Diplomazia degli oleodotti

Di questi tempi si fa, correttamente, un gran parlare degli elementi negativi dell’economia italiana che ci hanno portato allo scontro ancora in atto con Bruxelles, le cui durezze sembrano aumentare sempre più.
Ogni tanto dovremmo parlare anche dei molti aspetti positivi che impediscono al Paese di affondare nel Mediterraneo e di rimanere una parte vitale dell’Europa.

Uno di questi è apparso in piena luce in questi giorni riguarda l’Eni, il gruppo petrolifero italiano che è anche una delle (assai poche) presenze italiane tra le aziende veramente grandi del pianeta e che, già per le sue stesse dimensioni, ha un’importante rilevanza geopolitica. L’Eni, di cui lo stato italiano possiede il 30 per cento del capitale – oltre a disporre di «poteri speciali» in caso di emergenza petrolifera italiana e di operazioni sul capitale – è presente in molte zone petrolifere del mondo e si distingue dagli altri big del petrolio per aver seguito una particolare strategia industriale particolare. che ora può risultare di grande vantaggio a un Paese i cui confini meridionali sono molto prossimi a zone ricche di petrolio e di problemi, a cominciare dalla Libia.
Nel corso degli ultimi 2-3 decenni, l’Eni ha concentrato molte delle sue grandi energie operative su una «strategia a sei zampe», ossia quante sono quelle del cane che è da sempre il suo simbolo: ha puntato sul gas, sui giacimenti sottomarini, sull’esplorazione, sugli oleodotti (specie quelli posati sul fondo dei mari), sulla vendita di quote dei giacimenti scoperti, sul mantenimento della loro gestione in nome di tutti i soci e quindi di una quota non piccola della concessione originaria.
In questa strategia il cane a sei zampe ha avuto un considerevole successo negli ultimi anni: le scoperte e la messa in funzione di giacimenti di gas e altri idrocarburi, di estrema importanza mondiale, in Mozambico, Angola e soprattutto Egitto, hanno contribuito fortemente. a compensare la ridotta produzione di una Libia squassata dalla guerra civile, dove l’Eni ha molte concessioni. L’Eni è anche apprezzata in giro per il mondo anche perché… è italiana. Non è quindi americana, inglese, francese, non fa riferimento a una grande potenza ma a una potenzia media e attiva, con la quale i Paesi produttori tendono a fare affari più volentieri perché non temono troppo di essere «schiacciati» da pressioni indebite.
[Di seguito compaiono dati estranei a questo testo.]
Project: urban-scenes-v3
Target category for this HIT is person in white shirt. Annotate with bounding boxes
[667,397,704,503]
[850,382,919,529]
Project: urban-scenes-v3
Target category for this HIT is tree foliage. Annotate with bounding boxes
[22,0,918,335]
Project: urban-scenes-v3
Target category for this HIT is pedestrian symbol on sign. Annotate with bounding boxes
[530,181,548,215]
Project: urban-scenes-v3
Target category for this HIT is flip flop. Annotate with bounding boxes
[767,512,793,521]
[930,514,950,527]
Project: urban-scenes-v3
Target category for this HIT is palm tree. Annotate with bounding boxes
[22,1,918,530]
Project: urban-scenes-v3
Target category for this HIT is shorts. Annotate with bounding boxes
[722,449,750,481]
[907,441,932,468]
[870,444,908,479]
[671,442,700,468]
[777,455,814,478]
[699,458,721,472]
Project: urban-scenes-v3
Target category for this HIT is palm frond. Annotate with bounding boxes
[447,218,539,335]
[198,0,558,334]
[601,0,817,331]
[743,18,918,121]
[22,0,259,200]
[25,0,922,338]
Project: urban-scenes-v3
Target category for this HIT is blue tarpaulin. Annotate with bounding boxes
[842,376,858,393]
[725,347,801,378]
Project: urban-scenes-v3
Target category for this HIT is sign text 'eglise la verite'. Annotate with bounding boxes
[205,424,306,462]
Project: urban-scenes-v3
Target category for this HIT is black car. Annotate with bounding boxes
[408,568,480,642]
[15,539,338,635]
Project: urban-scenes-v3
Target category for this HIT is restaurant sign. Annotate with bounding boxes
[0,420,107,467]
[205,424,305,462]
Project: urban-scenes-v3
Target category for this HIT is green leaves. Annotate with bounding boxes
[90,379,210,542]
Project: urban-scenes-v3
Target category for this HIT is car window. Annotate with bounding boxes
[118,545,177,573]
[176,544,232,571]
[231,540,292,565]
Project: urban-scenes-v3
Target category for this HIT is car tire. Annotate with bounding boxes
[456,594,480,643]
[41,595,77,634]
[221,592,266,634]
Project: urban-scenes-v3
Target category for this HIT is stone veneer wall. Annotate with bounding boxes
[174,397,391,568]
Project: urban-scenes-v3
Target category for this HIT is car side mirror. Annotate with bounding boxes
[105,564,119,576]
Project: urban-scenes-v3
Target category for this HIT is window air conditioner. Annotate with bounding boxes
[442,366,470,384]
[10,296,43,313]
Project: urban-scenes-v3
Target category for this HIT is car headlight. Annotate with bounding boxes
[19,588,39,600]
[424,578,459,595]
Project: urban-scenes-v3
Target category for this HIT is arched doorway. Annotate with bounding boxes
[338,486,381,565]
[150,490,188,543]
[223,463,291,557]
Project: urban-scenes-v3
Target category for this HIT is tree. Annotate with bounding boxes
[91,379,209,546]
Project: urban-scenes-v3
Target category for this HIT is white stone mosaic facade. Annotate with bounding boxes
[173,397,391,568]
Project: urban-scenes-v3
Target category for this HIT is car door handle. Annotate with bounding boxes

Ora l’Eni è entrata nel Golfo, proprio mentre i destini della Libia venivano affrontati, con una certa delicatezza ma con scarso successo immediato, nella recente riunione di Palermo. Ha ottenuto la concessione per l’esplorazione e lo sfruttamento di tre giacimenti sottomarini di gas in un’area del mondo che è stata a lungo, per quanto riguarda il petrolio, un «lago anglosassone» e una zona in cui il groviglio dei tubi, terresti e sottomarini, fa riscontro al groviglio delle alleanze e delle contro-alleanze. Insomma, nella zona più complicata del mondo.
La speranza è che, come è successo altrove – a esempio dell’Asia ex sovietica – il ruolo di coordinatore delle attività petrolifere svolto dall’Eni sia l’inizio di un flusso più ordinato delle fonti energetiche e di soluzioni che, assicurando un po’ di benefici a tutti, rendano meno probabili le guerre e aiutino a risolvere, oltre a problemi energetici – l’Eni ha anche interessanti soluzioni di carattere «verde» – anche problemi politici e contribuiscano a controbilanciare il rischio di una perdita di importanza economica dell’Italia. L’Eni insomma, è la nostra vera «compagnia di bandiera»; speriamo che l’Alitalia, che si è a lungo fregiata di questo tipo, possa muoversi anch’essa in questa direzione.